Early 20th century American cookbooks offer plenty of sloppy-joe type recipes, though they go by different titles: Toasted Deviled Hamburgers,[2] Chopped Meat Sandwiches,[3] Hamburg a la Creole,[4] Beef Mironton,[5] and Minced Beef Spanish Style.[6]
Marilyn Brown, Director of the Consumer Test Kitchen at H.J. Heinz in Pittsburgh, says their research at the Carnegie Library suggests that the sloppy joe began in a Sioux City, Iowa, cafe as a "loose meat sandwich" in 1930, the creation of a cook named Joe.[7]

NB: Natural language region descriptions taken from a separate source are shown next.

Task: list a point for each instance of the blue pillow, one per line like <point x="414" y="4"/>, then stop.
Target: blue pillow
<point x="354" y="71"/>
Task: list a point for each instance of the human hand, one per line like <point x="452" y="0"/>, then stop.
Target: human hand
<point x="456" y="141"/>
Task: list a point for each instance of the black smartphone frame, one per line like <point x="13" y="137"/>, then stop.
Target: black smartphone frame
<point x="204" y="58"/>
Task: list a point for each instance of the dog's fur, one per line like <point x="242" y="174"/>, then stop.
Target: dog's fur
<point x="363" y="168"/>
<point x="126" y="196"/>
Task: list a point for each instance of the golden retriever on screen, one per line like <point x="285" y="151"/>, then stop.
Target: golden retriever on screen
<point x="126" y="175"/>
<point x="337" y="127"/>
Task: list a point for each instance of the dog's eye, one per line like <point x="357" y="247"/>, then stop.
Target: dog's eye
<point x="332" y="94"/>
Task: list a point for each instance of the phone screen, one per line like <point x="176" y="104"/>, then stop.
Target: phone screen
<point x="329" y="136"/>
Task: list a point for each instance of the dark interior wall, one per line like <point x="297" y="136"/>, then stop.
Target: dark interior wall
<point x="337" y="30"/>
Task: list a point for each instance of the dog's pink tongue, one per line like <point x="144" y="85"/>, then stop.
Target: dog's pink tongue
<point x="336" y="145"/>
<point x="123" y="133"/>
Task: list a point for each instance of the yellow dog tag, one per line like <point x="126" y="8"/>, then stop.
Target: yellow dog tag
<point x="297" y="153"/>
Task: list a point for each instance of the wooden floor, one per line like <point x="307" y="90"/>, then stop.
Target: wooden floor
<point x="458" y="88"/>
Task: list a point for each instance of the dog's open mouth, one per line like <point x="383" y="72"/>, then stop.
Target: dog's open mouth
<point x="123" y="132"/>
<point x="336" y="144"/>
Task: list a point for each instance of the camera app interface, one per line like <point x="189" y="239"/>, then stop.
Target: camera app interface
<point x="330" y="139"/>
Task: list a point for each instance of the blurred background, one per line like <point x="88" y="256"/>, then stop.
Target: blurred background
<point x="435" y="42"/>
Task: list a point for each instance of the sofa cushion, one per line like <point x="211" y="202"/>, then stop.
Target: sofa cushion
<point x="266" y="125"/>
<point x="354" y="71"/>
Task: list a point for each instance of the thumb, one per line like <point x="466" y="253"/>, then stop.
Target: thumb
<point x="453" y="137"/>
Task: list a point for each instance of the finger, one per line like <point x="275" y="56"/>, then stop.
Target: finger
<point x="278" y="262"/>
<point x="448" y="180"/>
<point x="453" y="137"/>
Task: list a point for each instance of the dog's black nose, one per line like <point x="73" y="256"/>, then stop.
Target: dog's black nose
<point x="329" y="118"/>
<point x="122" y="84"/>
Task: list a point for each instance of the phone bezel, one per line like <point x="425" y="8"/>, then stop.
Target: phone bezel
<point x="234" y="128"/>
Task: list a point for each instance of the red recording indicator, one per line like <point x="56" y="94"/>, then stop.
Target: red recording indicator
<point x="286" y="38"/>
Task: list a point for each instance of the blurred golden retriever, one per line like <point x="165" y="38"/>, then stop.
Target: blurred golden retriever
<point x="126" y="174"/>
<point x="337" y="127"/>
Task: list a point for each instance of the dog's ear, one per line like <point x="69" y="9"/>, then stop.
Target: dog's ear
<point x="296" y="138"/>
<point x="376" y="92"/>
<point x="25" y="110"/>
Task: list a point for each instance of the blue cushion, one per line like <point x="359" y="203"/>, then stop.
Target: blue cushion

References to sloppy joes as sandwiches begin by the 1940s. One example is a 1944 Coshocton Tribune ad under the heading "Good Things to Eat" says "Sloppy Joes' - 10c - Originated in Cuba - You'll ask for more - The Hamburg Shop" and elsewhere on the same page, "Hap is introducing that new sandwich at The Hamburg Shop - Sloppy Joes - 10c." [8]
The term sloppy Joe's had an earlier definition of any cheap restaurant or lunch counter serving cheap food quickly, since 1940[9] or a type of casual clothing.[10]
Food companies began producing packaged sloppy joe sauce, such as Manwich, by the 1960s.